Thursday, 15 January 2009

Glorious hands and the hand of glory


Whitby Museum has a very popular object called the Hand of Glory.  It is ironic that the myth surrounding it is about sleep as there I was at 4am last night wide awake and thinking about it.  I should have just gone to work at around 10.30pm when I began doodling birds in my notes and perhaps I would have worked out my ideas then ........ instead of later lying awake wondering whether I could make a wire bird small enough to be an earring.  Anyway, there I was at 4.20am with Earl Grey tea and my notebook thinking about hands......... glorious hands!

Hands are of course important to the making process and at some point in my residency I will almost certainly start making bracelets or bangles, as they have always been a key part of any collection of jewellery I have designed and made.  The large size of my own hands originally influenced me wanting to make bangles as I could never find any to fit.
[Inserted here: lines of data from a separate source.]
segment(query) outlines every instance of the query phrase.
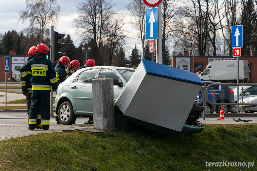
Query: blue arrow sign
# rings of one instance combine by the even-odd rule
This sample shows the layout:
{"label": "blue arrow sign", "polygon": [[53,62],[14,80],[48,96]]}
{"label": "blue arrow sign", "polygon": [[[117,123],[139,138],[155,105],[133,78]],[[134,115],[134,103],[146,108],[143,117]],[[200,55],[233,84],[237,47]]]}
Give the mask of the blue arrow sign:
{"label": "blue arrow sign", "polygon": [[9,57],[4,57],[4,72],[9,72]]}
{"label": "blue arrow sign", "polygon": [[146,10],[146,40],[158,39],[158,9],[156,7]]}
{"label": "blue arrow sign", "polygon": [[243,47],[243,25],[232,26],[232,48]]}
I then started thinking about the way we use our hands, particularly in western society - we shake hands, kiss hands, hold hands, using them to write (or more often these days to type and text) we wave in greeting; to attract attention and goodbye.  They are unique, each with their own set of marks of our personal histories - fingerprints and rings signifying our personality and our attachments.  I recall once reading that wearing a ring for any length of time leaves a mark on the bone not just in the flesh of the wearer and also remember being fascinated by a necklace of wire hands in a museum somewhere - was it in the Ashmolean? ..... which brings me back, full circle to the wire.

For my visitors book at the museum I would like people to draw around their own hands on paper, then write their name, date and favourite thing about the museum within the outline - maybe a small drawing in the palm?  I will then cut them out and stick them into my book, which is in the process of being bound by Brian Cole www.thecastlebindery.co.uk and they will become a record of my days at the museum.